As Red Hat’s director of community development Diane Mueller explained, Operators, which were introduced by CoreOS in 2016, have surged in popularity as a way to automate infrastructure and app management using Kubernetes. However, curation efforts haven’t matched that growth — it’s somewhat challenging to find Operators, much less ones that meet baseline standards.

“With the introduction of Operator Hub, we are helping to address this challenge by introducing a common registry to publish and find available Operators,” Mueller wrote in a blog post.
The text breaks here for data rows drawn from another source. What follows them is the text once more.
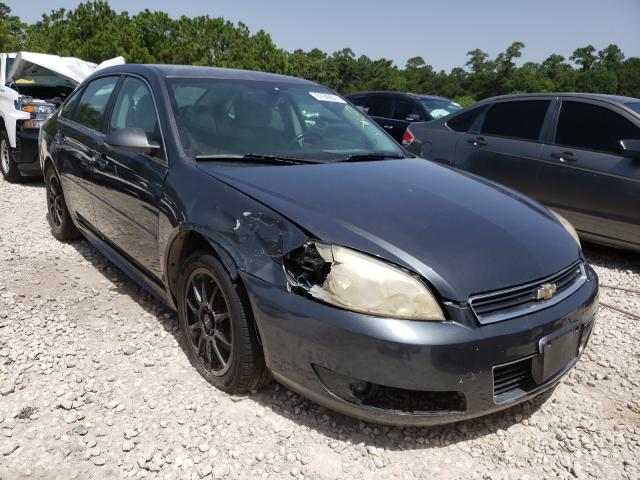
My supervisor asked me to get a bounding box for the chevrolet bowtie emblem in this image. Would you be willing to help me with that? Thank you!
[536,283,556,300]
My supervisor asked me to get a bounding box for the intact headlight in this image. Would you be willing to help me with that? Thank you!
[549,209,582,248]
[287,243,444,320]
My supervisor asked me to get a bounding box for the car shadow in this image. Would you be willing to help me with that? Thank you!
[582,243,640,275]
[20,177,45,188]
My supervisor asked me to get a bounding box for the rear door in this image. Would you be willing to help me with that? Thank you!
[54,76,120,230]
[540,98,640,246]
[95,76,168,278]
[454,98,553,198]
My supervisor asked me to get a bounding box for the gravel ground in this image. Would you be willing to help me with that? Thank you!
[0,181,640,480]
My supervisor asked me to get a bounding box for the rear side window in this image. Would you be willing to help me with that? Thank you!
[74,77,119,130]
[393,100,422,121]
[555,100,640,154]
[447,105,486,132]
[481,100,550,140]
[368,97,393,118]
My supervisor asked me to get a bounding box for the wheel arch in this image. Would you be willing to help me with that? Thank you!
[165,227,241,305]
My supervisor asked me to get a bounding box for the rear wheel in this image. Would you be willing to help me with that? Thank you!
[45,167,80,242]
[178,252,268,393]
[0,130,22,182]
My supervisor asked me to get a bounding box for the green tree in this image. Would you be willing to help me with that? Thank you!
[0,2,26,52]
[0,0,640,100]
[569,45,597,71]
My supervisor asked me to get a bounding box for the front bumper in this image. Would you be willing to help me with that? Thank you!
[242,267,598,425]
[11,127,42,176]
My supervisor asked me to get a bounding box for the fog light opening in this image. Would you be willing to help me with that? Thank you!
[312,365,467,414]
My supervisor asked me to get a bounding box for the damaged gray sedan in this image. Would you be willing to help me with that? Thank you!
[40,65,598,425]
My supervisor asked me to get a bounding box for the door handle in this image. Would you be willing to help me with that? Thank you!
[467,137,487,147]
[93,153,109,170]
[550,152,578,163]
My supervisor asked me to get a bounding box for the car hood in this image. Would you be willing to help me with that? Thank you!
[6,52,125,85]
[199,159,580,301]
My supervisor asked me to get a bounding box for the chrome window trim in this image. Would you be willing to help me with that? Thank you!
[469,260,587,325]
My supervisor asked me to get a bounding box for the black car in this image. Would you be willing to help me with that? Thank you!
[346,92,462,143]
[404,93,640,251]
[40,65,598,424]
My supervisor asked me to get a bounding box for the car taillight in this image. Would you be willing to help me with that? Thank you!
[402,129,416,147]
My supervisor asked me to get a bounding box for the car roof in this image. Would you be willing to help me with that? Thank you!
[90,63,318,86]
[345,90,449,100]
[483,92,640,104]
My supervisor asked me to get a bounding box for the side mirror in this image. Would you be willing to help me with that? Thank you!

Toward that end, Operator entries on Operator Hub contain descriptions of features and supported Kubernetes versions, in addition to things like Custom Resource Definitions (CRDs), access control rules, and container image references needed to install and securely run them. Mueller says that Red Hat’s launch partners worked together to formulate requirements Operators must meet before they’re considered for inclusion: They have to show (1) cluster lifecycle features, (2) packaging that can be maintained through the Operator Framework’s Operator Lifecycle Management, and (3) “acceptable” documentation for its intended users.

Operator Hub is currently populated by Operators including Amazon Web Services Operator, CrunchyData’s PostgreSQL, Couchbase Autonomous Operator, etcd Operator, Jaeger Operator for Kubernetes, Kubernetes Federation Operator, MongoDB Enterprise Operator, Percona MySQL Operator, PlanetScale’s Vitess Operator, Prometheus Operator, and Redis Operator. Red Hat expects the library to grow over time.

If you’re keen to submit your own Operator, head over to the community registry — that’s where you can upload the necessary YAML files. Submissions are currently being reviewed manually, but an automated process “is on the way,” according to Mueller.

“An important goal for Red Hat is to lower the barrier for bringing applications to Kubernetes. We believe that Operator-backed services play a critical role in lowering this barrier by enabling application owners to use services that can provide the flexibility of cloud services on across Kubernetes environments,” she said. “We hope that the introduction of Operator Hub will further lower this barrier by making it easier for application owners to find the Operator-backed services that they are looking for.”

Operators, for the uninitiated, are developed in the Operator Framework, an open source toolkit that comprises an SDK, lifecycle management, metering, and monitoring capabilities. They can be implemented in several programming and automation languages, including Go, Helm, and Ansible, and are capable of automating tasks like updates, backups, and scaling by using Kubernetes CLI.